Turkish Army enters Syria after rockets hit Turkey
ANKARA - Turkish ground troops entered Syria on Sunday to push an offensive against Kurdish militia as rocket fire hit a border town in apparent retaliation.
But the campaign risks further increasing tensions with Turkey's NATO ally the United States -- which has supported the YPG in the fight against Islamic State jihadists -- and also needs at least the tacit support of Russia to succeed.
Prime Minister Binali Yildirim said troops crossed into the YPG-controlled region in Syria at 0805 GMT, the Dogan news agency reported.
Turkish artillery and war planes pounded YPG sites around Afrin and total of 153 targets, including YPG refuges and weapons stores have now been hit, according to the army.
The state-run Anadolu news agency said the Turkish troops, whose number was not specified, were advancing alongside forces from the pro-Ankara rebel Free Syrian Army (FSA) and were already five kilometres (three miles) inside Syria.
An AFP correspondent on the southwestern edge of the Afrin region saw a warplane bombing the western outskirts of the area early on Sunday.

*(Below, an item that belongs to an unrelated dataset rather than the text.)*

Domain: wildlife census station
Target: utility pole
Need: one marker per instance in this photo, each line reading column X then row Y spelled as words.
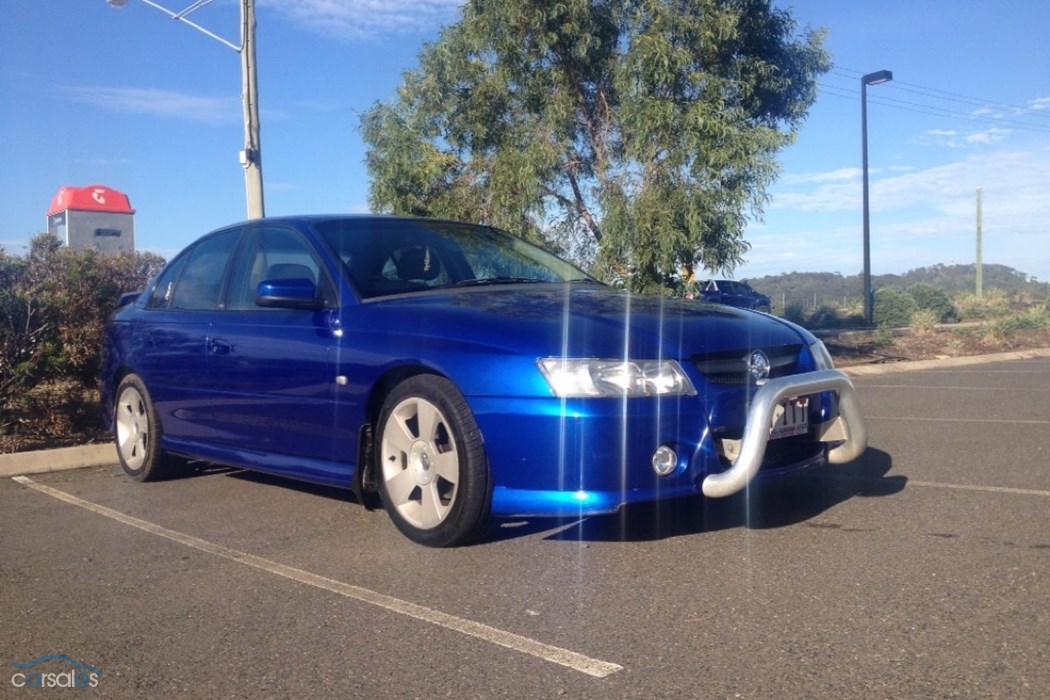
column 980, row 289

A small unit from a Turkish-backed rebel group was manning a monitoring point on a hilltop overlooking several Kurdish-controlled villages below.
- 'No need to worry' -
The operation is Turkey's second major incursion into Syria during the seven-year civil war after the August 2016-March 2017 Euphrates Shield campaign in an area to the east of Afrin against both the YPG and IS.
The army said IS was also being targeted in this operation although it no longer has any major presence in the Afrin area.
President Recep Tayyip Erdogan had repeatedly vowed that Turkey would root out the "nests of terror" in Syria of the YPG, which Ankara accuses of being the Syrian offshoot of the Kurdistan Workers' Party (PKK).